Continua l'attacco del premier ai giudici.

In 40 mila per Berlusconi

Un lungo discorso scadenzato da parti comiziali, con attacchi violenti agli oppositori politici e alla magistratura, a battute da Bagaglino. Davanti alle 40 mila persone radunate in piazza del Cannone al Castello Sforzesco a Milano in occasione della chiusura della festa Pdl, il presidente del Consiglio Silvio Berlusconi ha rispolverato quasi tutto il suo repertorio. 
La magistratura politicizzata è stato uno dei temi roventi toccati dal Cavaliere. «Serve l’immediata istituzione di una commissione parlamentare d’inchiesta», ha sottolineato,  proseguendo negli attacchi personali ad alcuni pubblici ministeri che lo vogliono «eliminare dalla vita politica», citando anche Fabio De Pasquale, il «famigerato» pm del processo Mills.
Proprio sulla giustizia, ha spiegato il premier, «si verificherà la lealtà» dei dissidenti di Futuro e libertà per l’Italia, «altrimenti, subito alle urne», cioè a gennaio, d’accordo con il leader della Lega Umberto Bossi. «Ma devono mandarci al voto i finiani», è stato il ragionamento che ha fatto Berlusconi con i suoi, «non possiamo caricarcene noi la responsabilità».

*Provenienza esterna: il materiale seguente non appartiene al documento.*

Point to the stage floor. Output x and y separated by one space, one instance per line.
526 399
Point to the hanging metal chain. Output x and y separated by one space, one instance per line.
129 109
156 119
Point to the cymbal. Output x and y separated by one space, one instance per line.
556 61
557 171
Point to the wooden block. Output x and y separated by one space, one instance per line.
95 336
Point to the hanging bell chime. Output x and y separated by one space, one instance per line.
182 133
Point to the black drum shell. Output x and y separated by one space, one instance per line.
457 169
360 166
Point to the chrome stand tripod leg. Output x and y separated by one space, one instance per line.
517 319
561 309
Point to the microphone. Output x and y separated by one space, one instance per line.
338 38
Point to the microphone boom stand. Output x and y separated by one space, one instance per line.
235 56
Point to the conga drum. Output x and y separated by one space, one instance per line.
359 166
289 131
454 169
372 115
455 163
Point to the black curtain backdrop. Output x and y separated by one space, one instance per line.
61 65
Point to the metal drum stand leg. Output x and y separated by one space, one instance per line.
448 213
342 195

Alla fine del discorso non sono mancate le battute sugli avversari politici. «Di Pietro ha detto di aver ottenuto una laurea vera. Proprio questo mi ha fatto capire la necessità di una riforma dell’università», ha ironizzato Berlusconi. E poi: «Dice la sinistra: “Mandiamo a casa Berlusconi”. Ma avendone venti non saprei in quale casa andare».

Le reazioni

I finiani hanno confermato il loro appoggio all’attuale governo. Il capogruppo alla Camera di Fli Italo Bocchino ha sottolineato che «non c’è bisogno della verifica giorno per giorno. Sul programma di governo il premier avrà sempre il nostro voto», alludendo alla riforma del fisco e agli interventi sull’occupazione e sullo sviluppo economico.
Un no deciso invece è arrivato quando si è parlato della magistratura: «l’Italia non ha bisogno di vedere il parlamento impegnato in una commissione d’inchiesta contro la magistratura», ha aggiunto Bocchino, «che per Futuro e libertà è baluardo di legalità e sicurezza. Se Berlusconi ha storture da denunciare le metta nero su bianco e le invii al Consiglio superiore della magistratura».

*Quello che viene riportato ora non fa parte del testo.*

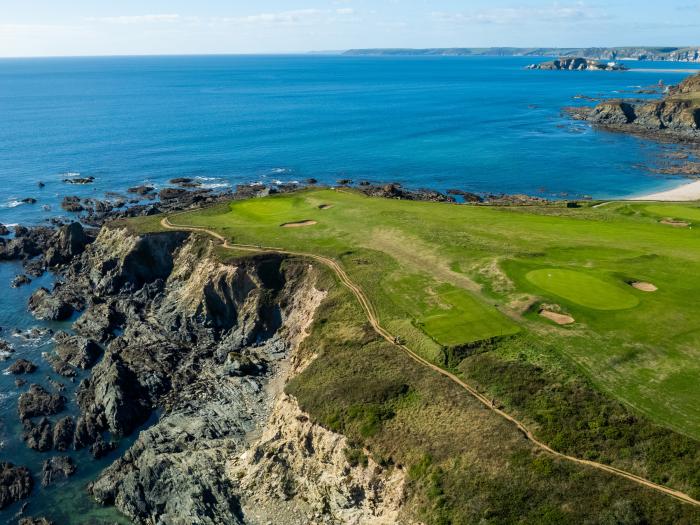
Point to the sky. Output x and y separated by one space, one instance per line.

In risposta agli attacchi del premier, anche Michele Vietti, vicepresidente del Csm e parlamentare dell’Unione di centro, ha polemizzato il presidente del Consiglio: «Berlusconi parla di complotti contro il capo del governo che coinvolgono non solo i “pm comunisti” ma anche i gip, i giudici di primo e secondo grado, la Cassazione, la Consulta. Come se ci fosse una sorta di Spectre che in realtà esiste solo nei film di 007. E per sconfiggere la Spectre si invoca perfino una commissione parlamentare d’inchiesta».

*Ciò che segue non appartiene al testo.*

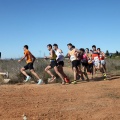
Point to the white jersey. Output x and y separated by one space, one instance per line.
60 56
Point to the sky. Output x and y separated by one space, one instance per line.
40 22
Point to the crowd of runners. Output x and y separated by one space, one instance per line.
83 61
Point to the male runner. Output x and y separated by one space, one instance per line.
53 64
102 61
60 61
95 58
30 59
84 61
90 62
73 54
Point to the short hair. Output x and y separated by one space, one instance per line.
87 49
73 46
55 45
49 45
69 44
94 46
26 46
98 49
82 49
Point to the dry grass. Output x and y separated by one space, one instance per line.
13 67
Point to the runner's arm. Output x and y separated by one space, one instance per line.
50 56
34 58
22 58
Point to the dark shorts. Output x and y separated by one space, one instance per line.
29 66
90 68
76 64
84 64
53 63
61 63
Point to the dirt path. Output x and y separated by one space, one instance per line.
83 101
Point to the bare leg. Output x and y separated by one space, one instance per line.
60 68
59 74
2 73
35 74
23 71
75 73
47 69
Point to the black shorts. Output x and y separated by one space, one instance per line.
90 67
61 63
85 64
53 63
29 66
76 64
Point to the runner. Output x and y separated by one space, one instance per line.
102 62
73 54
30 59
95 58
90 62
4 74
60 61
84 61
53 64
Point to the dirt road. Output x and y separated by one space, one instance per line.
83 101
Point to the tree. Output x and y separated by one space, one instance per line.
117 53
107 53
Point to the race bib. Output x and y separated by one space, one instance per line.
72 58
96 59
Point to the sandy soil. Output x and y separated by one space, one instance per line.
95 100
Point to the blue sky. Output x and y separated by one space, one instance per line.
40 22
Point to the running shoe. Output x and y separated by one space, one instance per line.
40 82
28 78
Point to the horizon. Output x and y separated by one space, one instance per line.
38 23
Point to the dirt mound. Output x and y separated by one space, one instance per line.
83 101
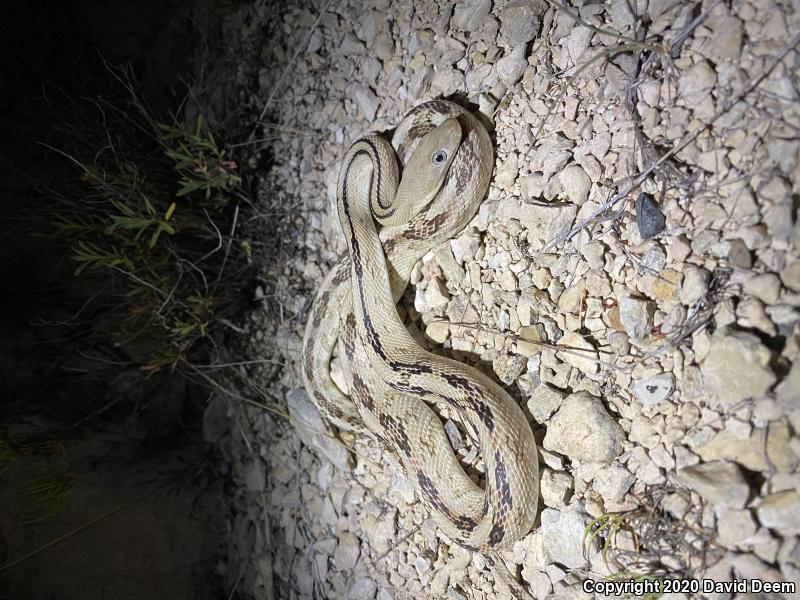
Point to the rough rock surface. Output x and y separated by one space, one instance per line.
653 347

Poi Vietti ha provato a smorzare i toni: «Se andiamo avanti così, ma questa è solo una battuta», chiarisce il vicepresidente del Csm, «credo che dovremmo aprire una pratica a tutela di Berlusconi contro le sue dichiarazioni. Dico questo proprio perché vorrei sminare il terreno. Per ora, comunque, non mi risulta che sia giunta al comitato di presidenza del Csm alcuna richiesta di apertura di una pratica a tutela».